Still, it would be the wrong conclusion to say Claude Code is a poor match for Go. Go retains real advantages for production systems: strong typing, simplicity, excellent tooling, built-in support for concurrency, and a proven standard library. Many teams will gladly accept slightly slower code generation if the result fits their backend stack, deployment model, and operational preferences. A language choice is not only about what the agent can write fastest. It is also about what humans can maintain and what systems can run efficiently in production.
Types, tokens, and friction
One of the most revealing parts of the benchmark is what happened when strict typing was layered onto already familiar languages. Python with mypy --strict jumped from 74.6 to 125.3 seconds and from $0.38 to $0.57. Ruby with Steep rose even more dramatically, from 73.1 to 186.6 seconds and from $0.36 to $0.84. The author interprets this as a combination of additional syntactic overhead, more work for the agent, and possibly less model familiarity with certain type ecosystems.
That does not mean types are a bad idea. It means that, in March 2026 and for this benchmark, the agent appears to move more comfortably when the language lets it progress with less mandatory structure from the start. In fact, the only three failed runs across all 600 executions came from Rust and Haskell, two statically typed languages with concepts that may add cognitive load for the model. The benchmark does not prove that static typing reduces quality, but it does weaken the simplistic claim that types alone solve agentic coding mistakes.
For Go teams, this opens up a practical question. If your immediate goal is rapid iteration with Claude Code, quick validation of an idea, or low-friction prototyping, the benchmark suggests Ruby, Python, or JavaScript may currently be better companions. If your goal is to ship a concurrent, maintainable backend system aligned with modern infrastructure practices, Go still looks like a sensible choice, even if the agent takes longer to get there. The repository itself raises the possibility that the classic workflow still makes sense: prototype in a dynamic language, then migrate to a static one later. Whether agent-driven migration is mature enough to make that strategy routine is still an open question.

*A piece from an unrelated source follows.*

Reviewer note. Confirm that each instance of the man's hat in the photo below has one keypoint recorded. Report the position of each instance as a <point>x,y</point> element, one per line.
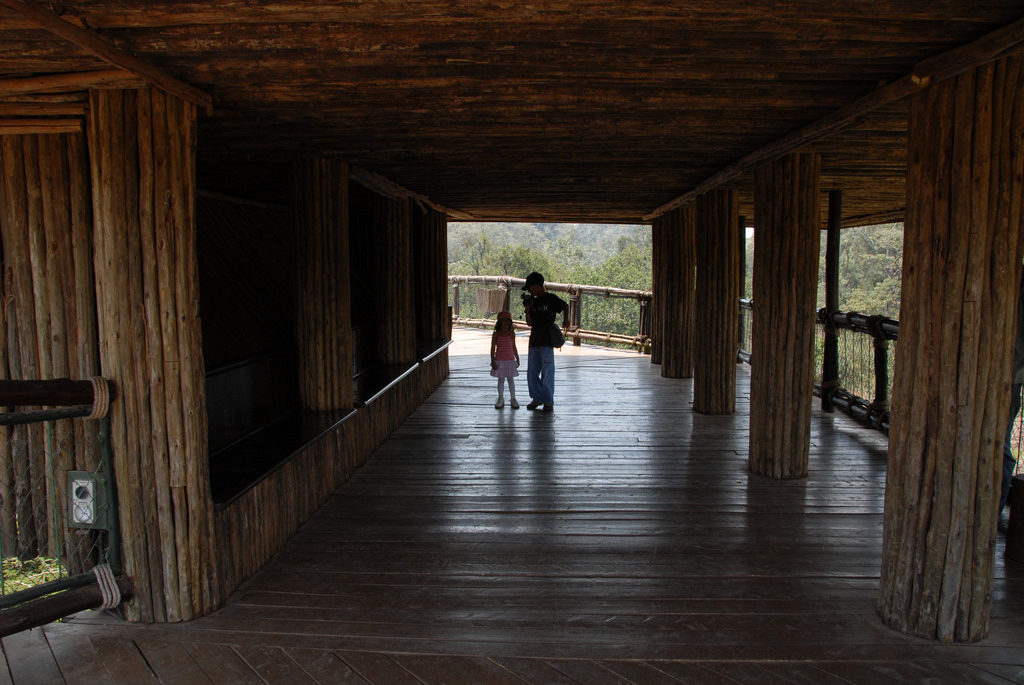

At a broader level, the benchmark shows that Claude Code does not erase language differences. It reshuffles them. Generation speed, token cost, flow stability, and model familiarity with a language’s syntax and ecosystem are becoming real productivity variables. For Go, that is not a defeat. But it is a warning that in the age of coding agents, language choice affects not only runtime performance and maintainability, but also how quickly and smoothly AI can collaborate with you.
FAQ
Which language performed best for Claude Code in this benchmark?
Ruby finished first, followed very closely by Python and then JavaScript. Those three were the fastest, cheapest, and most stable in the mini-git benchmark.
How did Go perform compared with Ruby and Python?
Go placed fourth, passed all tests, and delivered solid reliability, but it was slower and somewhat more expensive than Ruby and Python in this particular workflow.
Does this mean Go is a bad language for Claude Code?
No. It means Claude Code currently appears to prototype faster in dynamic languages. Go still delivered perfect test success in the benchmark and remains a strong choice for real production systems.
Can this benchmark decide a real-world stack on its own?
No. The experiment focuses on prototype-scale tasks. In larger systems, typing, runtime performance, ecosystem maturity, frameworks, and operational needs may change the picture significantly.